Paralel örgüt, bugün gelinen noktada TSK’nın birçok birimini ele geçirmiş durumda. Genelkurmay, Hava, Deniz ve Kara’da istihbarat, personel ve yargı birimlerini, adli müşavirlikleri ele geçirdi. Paralel yapı bu işlerin en âlâsını yapıyor. Sivilde yaptıklarının belki daha fazlasını. Yaşar Büyükanıt Kuleli Askeri Lisesi komutanıyken, askeri liselere giriş sınavının Türkçe soruları Fethullahçı öğrencilere verildi. Bu dönemde Kuleli’ye 500 civarında Fethullahçı öğrenci alındı. 92’li olan o çocukların hepsi şimdi kurmay albay ve yarbay seviyelerinde. Şahit olduğum bir olay daha var. TSK’nın yurt dışı daimi görevlere göndereceği personele uyguladığı genel dil sınavı var. 1997 veya 1998’de bu sınavda çıkan okuma ve gramer sorularının bire bir kopyası Fethullahçı dershane aracılığıyla sınava girecek cemaatçi kişilere verildi. Cemaatin adamları sınavı kazanıp yurtdışına gitti.
YARGITAY’DA 50 ELEMAN
Askeri yargıda durum ne?
Askeri Yargıtay’ı ele geçirdi. Bunlar kesin. 50 civarı kişiden oluşan Askeri Yargıtay’da paralel yapı taraftarı 20 civarında kişi var, blok halinde, sistemli ve kendi aralarında hiyerarşik hareket ediyorlar. Tıpkı sivil Yargıtay’da birlikte hareket eden 160 kişilik grup gibi. Orada da durum korkunç. Özellikle son yıllarda askeri yargıya alınan hakim ve savcıların büyük bölümünün paralel yapı mensubu olduğu bütün askeri yargı camiasında konuşuluyor.
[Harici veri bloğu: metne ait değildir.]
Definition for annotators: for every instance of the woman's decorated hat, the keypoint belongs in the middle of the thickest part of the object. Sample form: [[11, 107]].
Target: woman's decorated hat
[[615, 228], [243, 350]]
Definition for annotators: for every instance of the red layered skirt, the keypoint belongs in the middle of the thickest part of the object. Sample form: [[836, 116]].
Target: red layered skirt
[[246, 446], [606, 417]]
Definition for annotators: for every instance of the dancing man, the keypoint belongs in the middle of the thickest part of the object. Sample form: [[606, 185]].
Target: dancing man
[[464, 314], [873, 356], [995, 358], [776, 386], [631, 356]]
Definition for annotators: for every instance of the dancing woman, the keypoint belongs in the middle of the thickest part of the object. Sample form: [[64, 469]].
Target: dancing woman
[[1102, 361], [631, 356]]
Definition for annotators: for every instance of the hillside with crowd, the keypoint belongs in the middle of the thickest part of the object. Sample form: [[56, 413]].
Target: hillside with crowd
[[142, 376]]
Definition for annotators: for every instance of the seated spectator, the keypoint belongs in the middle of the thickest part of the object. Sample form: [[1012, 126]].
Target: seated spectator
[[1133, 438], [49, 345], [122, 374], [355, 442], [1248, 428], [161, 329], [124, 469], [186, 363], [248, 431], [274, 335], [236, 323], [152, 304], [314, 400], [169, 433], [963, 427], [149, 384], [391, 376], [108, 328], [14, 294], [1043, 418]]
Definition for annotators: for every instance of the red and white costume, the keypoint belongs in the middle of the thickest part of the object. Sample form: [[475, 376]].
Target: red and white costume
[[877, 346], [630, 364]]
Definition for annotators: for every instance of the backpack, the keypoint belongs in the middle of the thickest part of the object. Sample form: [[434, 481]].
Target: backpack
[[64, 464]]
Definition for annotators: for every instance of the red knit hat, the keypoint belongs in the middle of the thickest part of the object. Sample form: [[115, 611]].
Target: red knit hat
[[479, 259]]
Bunun somut örneklerini Askeri Yargıtay’ın kararlarında da rahatça görebiliriz. Son yıllarda Askeri Yargıtay paralel yapı mensubu üyelerinin etkisiyle verdiği kararlarda 40 yıllık yerleşik içtihatları yok saymıştır. Paralel yapı mensubu adam, Askeri Yargıtay üyeliği gibi bir konumu bırakıp adli müşavir oluyor. Çünkü komutanlar adli müşavirin söylediğinin dışında davranmaz ve hiçbir şey yapmaz. Çünkü böylece komutanı istediğiniz gibi yönlendirebilirsiniz. Adli müşavirlikler paralel yapı tarafından çok önemli hedefler olarak görülmüş ve ele geçirilmiştir. Paralel yapı sadece özel görevli mahkemelerde değil, askeri ve sivil bütün mahkemelerde hakim durumdadır.
SAHTE DELİLLE SORUŞTURMA
Askeri yargının ele geçirilmesi onlar için neden bu kadar önemli?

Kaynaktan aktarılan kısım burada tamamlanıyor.